L'amore dell'Oriente

Tra le grate di un harem, che una circassa dagli occhi verdi buca, e la vita libera dell’amore, tra una guerra che avvicina e una che allontana, l’apprendistato erotico di un ufficiale della Marina francese, attento alla meteorologia. Attorno al 1880, quindi con molte tele di fondo e quadri di genere, mobilio per lo più, e abbigliamento. Tra Salonicco e Stambul, in una Turchia che l’ufficiale, la Marina e lo scrittore privilegiano nel conflitto con la Russia. Anche per i ritrovi che offre di adolescenti disponibili – maschi. Una storia dunque con tutti i sapori dell’esotismo, una mistica che imperverserà fino a Kessel e Lawrence d’Arabia.
In questo suo primo romanzo il futuro normatore dell’orientalismo, il ventinovenne Viaud-“Loti”,  celebra anche la democrazia “tutta islamica” delle frequentazioni miste. Al punto da far opinare ai Goncourt nel “Diario” e a Barthes - che l’aveva in antipatia - nel “Grado zero della scrittura” che Aziyadé sia un bel giovane. Ma è ben una donna – reale anche, si chiamava Hatidjé. E Loti è uno che, in giro spesso con la Marina, ovunque si sposava, dal Giappone ai Paesi Baschi, e qualche volta faceva figli.
No, la “colpa” di Loti è l’invenzione dell’Oriente, dopo il fumato Nerval. Tanto più che ad Aziyadé, che poi si porterà dietro nella bara, fa assicurare dal suo tenente di vascello: “Ti giuro, Aziyadé‚ che lascerei tutto senza rimorso: posizione, nome, paese, amici.

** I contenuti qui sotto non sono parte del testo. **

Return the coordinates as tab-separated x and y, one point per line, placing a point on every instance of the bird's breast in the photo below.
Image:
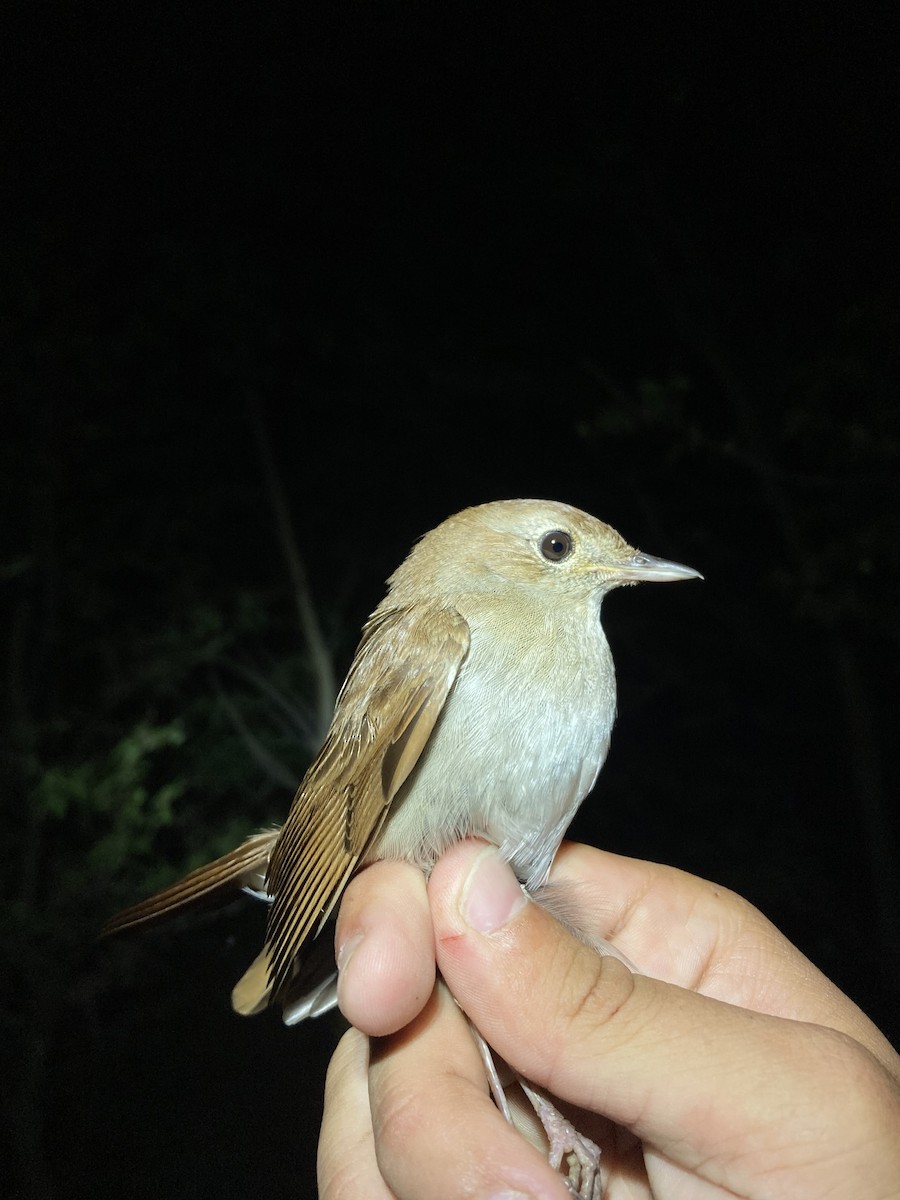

Ma vedi, ho una vecchia madre”.
Già edizione di culto Franco Maria Ricci nel 1971, consigliato probabilmente da Borges, o da Giovanni Mariotti, il racconto è ritradotto e presentato per Leone da Luigi Marfé, con ampi riferimenti ai suoi continui successi. È vero. Ma c’è anche da dire che Loti e scrittore “squisito” per Mallarmé, e ha insegnato a scrivere a Proust - e a Gide, che aveva due anni più di Proust.